Sta andando tutto secondo programma.

Hanno presentato la manovra, lacrime e sangue, ma con un enorme difetto di fondo: soddisfa i mercati finanziari nel breve periodo, ma crea le premesse per una nuova voragine nel medio periodo. Tassare in modo massiccio e iniquo, come sta facendo Monti, significa causare una forte contrazione dei consumi che farà sprofondare l’Italia nella recessione, secondo questo schema: più tasse meno consumi, meno consumi più disoccupazione, più disoccupazione più spese sociali, dunque meno introiti Irpef, minor gettito Iva, il che significa nuovi imprevisti buchi di bilancio che vanificheranno in parte l’attuale megamanovra.
Il film successivo lo conosciamo, avendolo già visto in altri Paesi: nuove turbolenze sui mercati, speculazione all’attacco, nuova emergenza finanziaria, nuove tasse per salvare l’euro e l’Italia dal fallimento, recessione ancor più profonda.

La manovra Monti non contempla misure per lo sviluppo, se non cosmetiche; non agevola la piccola e media impresa; accenuta l’invadenza dello Stato nella vita privata dei cittadini e, soprattutto, è profondamente iniqua, poiché non premia i comuni e gli enti pubblici virtuosi, non punisce quelli che sprecano risorse.
Prevale ancora una volta la logica dei tagli lineari e delle situazioni acquisite, del “chi ha avuto ha avuto, chi ha dato ha dato” e guai a toccare certi privilegi.
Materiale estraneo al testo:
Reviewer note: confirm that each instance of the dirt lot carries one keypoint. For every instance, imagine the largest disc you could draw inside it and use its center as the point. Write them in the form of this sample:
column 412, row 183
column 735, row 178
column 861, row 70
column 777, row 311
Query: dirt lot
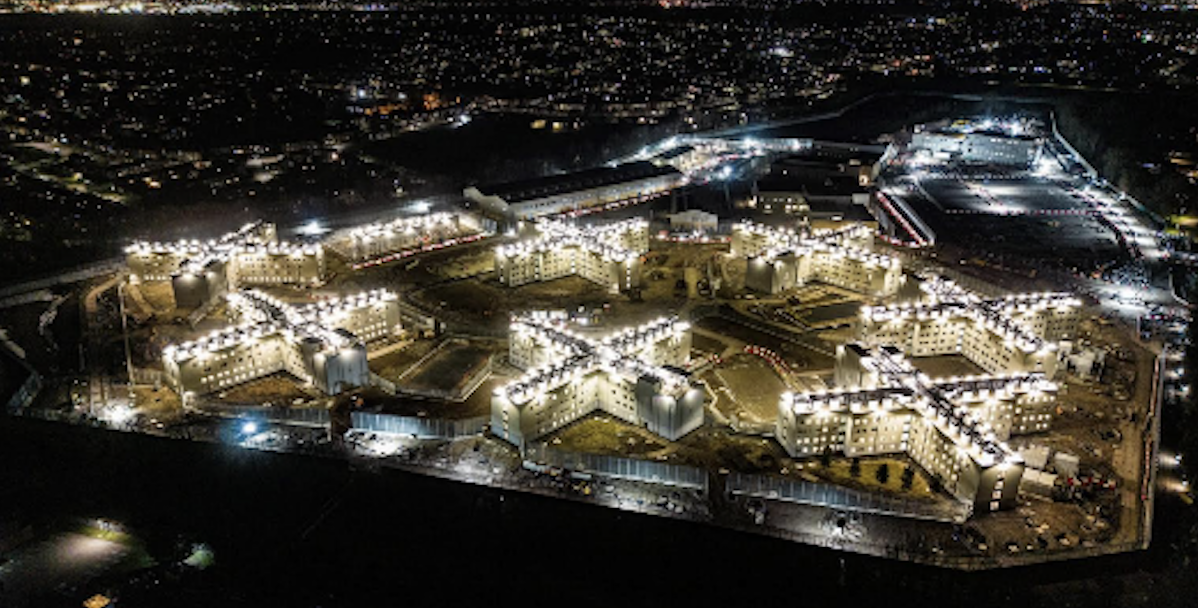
column 393, row 364
column 947, row 365
column 451, row 366
column 748, row 389
column 277, row 389
column 799, row 358
column 839, row 472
Correggere gli sprechi al Sud? Tagliare le spese inutili? Sfidare davvero la criminalità organizzata che nel Meridione lucra su queste inefficienze? Non sia mai, non è roba da tecnici… Meglio colpire i soliti. Questa riforma non è giusta, nè liberale e, in fondo, non si differenzia molto, nello spirito, da quelle precedenti.

Anzi, su un punto si distingue: appare molto più ipocrita. Le lacrime della Fornero hanno commosso tante mamme rendendo più umana la manovra e meno spietati i suoi autori. Non dubito delle intenzioni del ministro ed è probabile che abbia davvero avuto un momento di debolezza; ma è uno straordinario colpo mediatico, degno del miglior spin doctor.

Spin doctor che quasi certamente sono dietro l’altro straordinario colpo mediatico messo a segno da Mister Monti, il quale ha rinunciato allo stipendio da premier. Bravo, bravissimo, quasi un martire. A condizione, però, che ci dica quale pensione prende dallo Stato italiano, se ne prende una dalla Commissione europea, di quale compenso ha beneficiato fino al mese scorso come presidente della Bocconi e soprattutto che ci dica quanto ha guadagnato in questi anni come consulente di Goldman Sachs e di Moody’s e della Coca Cola.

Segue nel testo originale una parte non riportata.